In fact, 53% of talent leaders agree that career growth opportunities are the primary source of employee engagement at the moment. It’s so important that many would even take a pay cut if they had access to more development opportunities.
What does internal mobility actually look like?
Like a fingerprint, how a company promotes and utilizes internal mobility as a function can be very unique. But there are many facets that make up effective internal development programs. Each component is used to demonstrate an organization’s commitment to the growth and evolution of their staff, all with the intention of giving them the tools and support they need to build fulfilling and diverse careers. Some elements include:
- Promotion: moving up the career ladder.
- Different role, same seniority: a lateral move to another department or team.
- Career development: regular conversations with managers and leaders about how to best grow your career.
- Mentorship: dedicated and specific advice from a senior leader who can guide your career trajectory.
- Learning and development: opportunities to upskill and reskill.
- Job marketplace: talent sharing functions within a company, allowing employees to jump into other projects
- Shadowing: enabling employees to see first-hand how a role is conducted.

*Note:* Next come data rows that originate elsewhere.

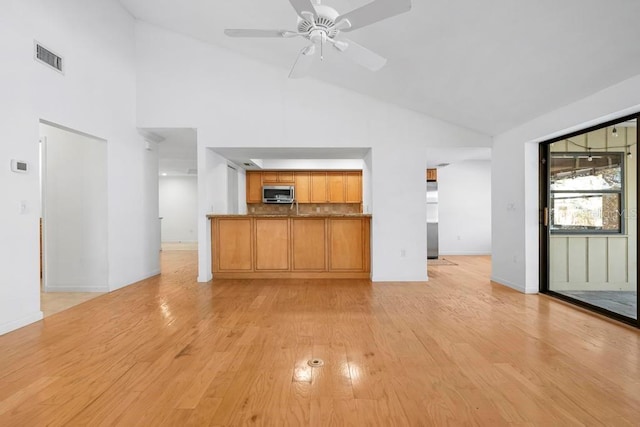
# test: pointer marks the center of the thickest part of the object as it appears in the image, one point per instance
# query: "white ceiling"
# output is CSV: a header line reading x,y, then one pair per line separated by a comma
x,y
487,65
177,150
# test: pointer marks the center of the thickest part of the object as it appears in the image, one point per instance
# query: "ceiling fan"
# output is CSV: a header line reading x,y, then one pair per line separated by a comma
x,y
322,24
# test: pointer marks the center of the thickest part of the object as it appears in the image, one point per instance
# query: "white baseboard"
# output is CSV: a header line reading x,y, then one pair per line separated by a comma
x,y
509,284
76,289
144,277
480,253
17,324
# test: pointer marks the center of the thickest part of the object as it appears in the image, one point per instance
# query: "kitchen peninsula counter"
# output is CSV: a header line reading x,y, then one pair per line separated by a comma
x,y
305,246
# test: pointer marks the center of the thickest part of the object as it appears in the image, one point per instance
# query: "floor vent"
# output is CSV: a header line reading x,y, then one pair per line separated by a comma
x,y
47,57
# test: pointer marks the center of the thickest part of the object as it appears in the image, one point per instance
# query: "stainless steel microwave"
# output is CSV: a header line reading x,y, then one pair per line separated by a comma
x,y
278,194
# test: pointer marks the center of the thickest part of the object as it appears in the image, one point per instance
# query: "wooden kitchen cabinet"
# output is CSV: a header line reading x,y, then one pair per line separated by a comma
x,y
293,247
336,187
254,187
302,184
310,186
353,187
272,243
236,236
319,187
277,177
308,240
346,241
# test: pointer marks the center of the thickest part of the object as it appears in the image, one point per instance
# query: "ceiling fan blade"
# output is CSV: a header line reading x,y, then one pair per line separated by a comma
x,y
373,12
303,63
303,8
255,33
360,54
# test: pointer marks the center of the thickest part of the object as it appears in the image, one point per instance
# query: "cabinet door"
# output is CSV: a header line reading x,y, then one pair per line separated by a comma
x,y
270,177
308,244
285,177
318,187
272,243
232,245
335,183
254,187
303,187
346,244
354,187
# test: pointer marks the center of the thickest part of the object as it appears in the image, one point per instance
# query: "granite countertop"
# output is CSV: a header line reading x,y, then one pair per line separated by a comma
x,y
288,215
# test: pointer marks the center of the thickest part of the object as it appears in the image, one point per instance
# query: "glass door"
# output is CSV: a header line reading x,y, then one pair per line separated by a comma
x,y
589,239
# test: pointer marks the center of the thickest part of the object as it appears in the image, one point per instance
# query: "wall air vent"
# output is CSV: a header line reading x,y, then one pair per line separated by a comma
x,y
45,56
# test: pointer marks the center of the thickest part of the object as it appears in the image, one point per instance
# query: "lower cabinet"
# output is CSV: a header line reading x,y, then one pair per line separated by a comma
x,y
345,242
290,247
309,244
272,243
235,235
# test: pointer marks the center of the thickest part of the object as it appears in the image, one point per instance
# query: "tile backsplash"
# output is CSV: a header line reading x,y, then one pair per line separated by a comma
x,y
304,208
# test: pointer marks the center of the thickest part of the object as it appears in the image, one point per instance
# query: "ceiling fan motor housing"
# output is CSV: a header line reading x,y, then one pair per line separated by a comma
x,y
325,20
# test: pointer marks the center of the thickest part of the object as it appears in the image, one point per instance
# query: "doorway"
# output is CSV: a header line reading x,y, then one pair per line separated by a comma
x,y
74,215
589,235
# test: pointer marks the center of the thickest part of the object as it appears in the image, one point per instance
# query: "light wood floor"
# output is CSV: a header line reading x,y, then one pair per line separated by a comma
x,y
454,351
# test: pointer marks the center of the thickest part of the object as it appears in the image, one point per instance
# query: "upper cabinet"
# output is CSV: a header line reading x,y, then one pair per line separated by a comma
x,y
319,187
353,187
335,187
254,187
302,187
276,177
310,186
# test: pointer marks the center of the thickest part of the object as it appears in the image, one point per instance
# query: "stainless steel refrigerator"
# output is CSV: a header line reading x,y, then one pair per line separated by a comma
x,y
432,220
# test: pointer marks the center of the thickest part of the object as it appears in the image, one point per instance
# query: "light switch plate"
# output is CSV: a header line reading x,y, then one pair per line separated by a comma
x,y
19,166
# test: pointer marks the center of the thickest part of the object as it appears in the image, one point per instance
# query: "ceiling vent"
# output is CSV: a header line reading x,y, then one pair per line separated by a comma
x,y
45,56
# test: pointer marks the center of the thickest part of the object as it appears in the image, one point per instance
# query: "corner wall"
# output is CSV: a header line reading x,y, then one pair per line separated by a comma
x,y
95,95
515,210
464,199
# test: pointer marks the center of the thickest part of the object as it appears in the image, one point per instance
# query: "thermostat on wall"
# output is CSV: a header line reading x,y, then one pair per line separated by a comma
x,y
19,166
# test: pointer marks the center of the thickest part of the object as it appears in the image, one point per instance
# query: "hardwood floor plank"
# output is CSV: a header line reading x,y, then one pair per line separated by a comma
x,y
456,350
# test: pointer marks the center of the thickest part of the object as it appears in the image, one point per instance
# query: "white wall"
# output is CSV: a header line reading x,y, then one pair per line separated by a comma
x,y
514,180
313,164
234,101
96,95
179,208
464,208
74,211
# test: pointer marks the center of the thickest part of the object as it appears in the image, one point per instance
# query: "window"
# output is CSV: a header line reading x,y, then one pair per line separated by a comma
x,y
586,192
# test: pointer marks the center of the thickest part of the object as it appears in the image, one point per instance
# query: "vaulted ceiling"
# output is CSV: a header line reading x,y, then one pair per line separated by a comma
x,y
486,65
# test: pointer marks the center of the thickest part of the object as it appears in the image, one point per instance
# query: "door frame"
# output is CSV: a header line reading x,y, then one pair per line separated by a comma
x,y
543,209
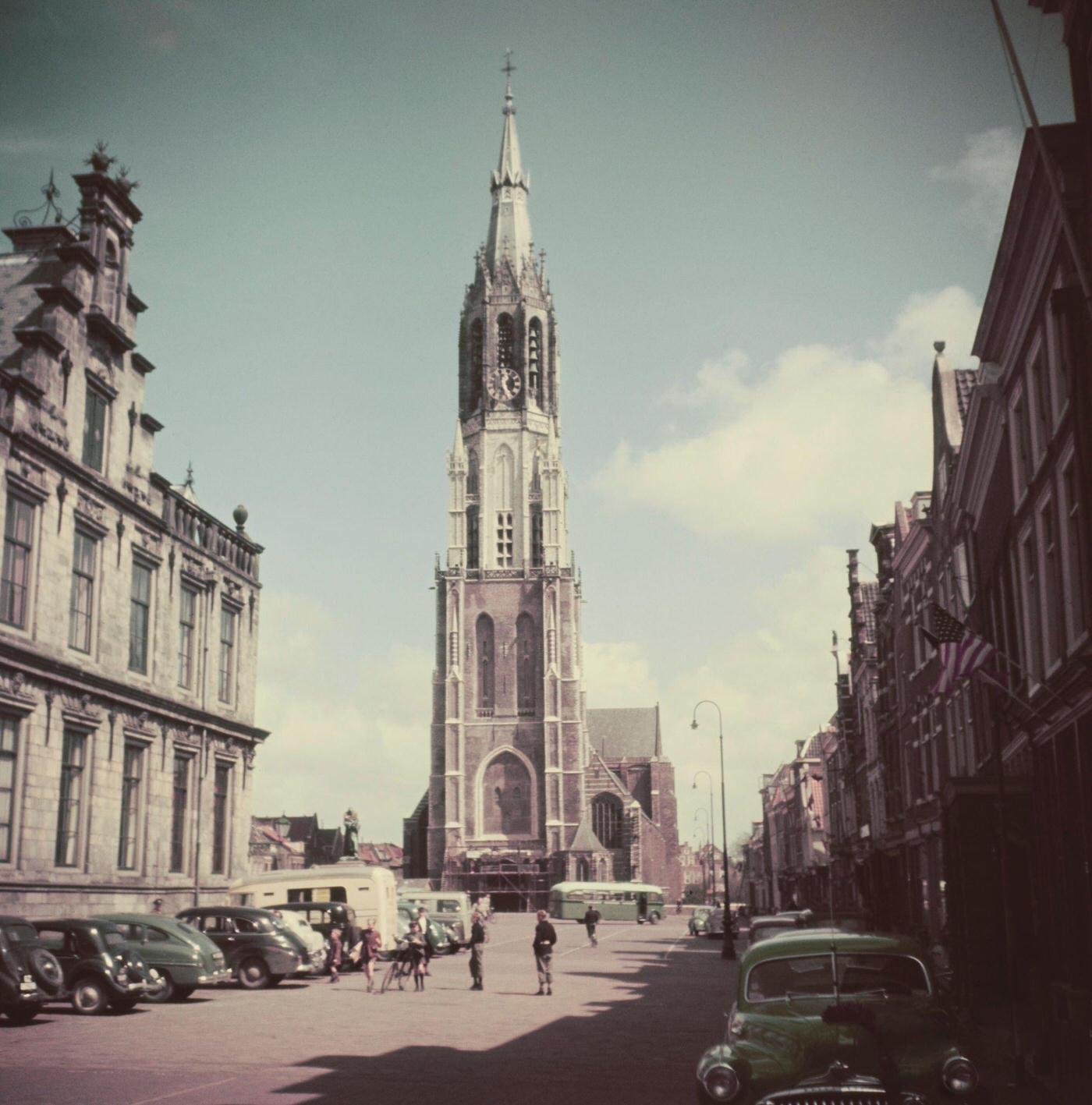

One thing is known, however – internal mobility is not a sole person’s role. Everyone, from HR leaders, to recruitment, team members, and people managers, must be invested in the function. For internal mobility to be ingrained into the very DNA of an organization, it must be a transparent, easily accessible, and complete process.
While companies can never completely eliminate staff attrition, by investing the time and effort into creating a living, breathing talent mobility system, they can position themselves as an attractive option for employees seeking change. As McKinsey states: “Worker mobility is like a circulatory system within the economy, and it can serve the same function for organizations as well.”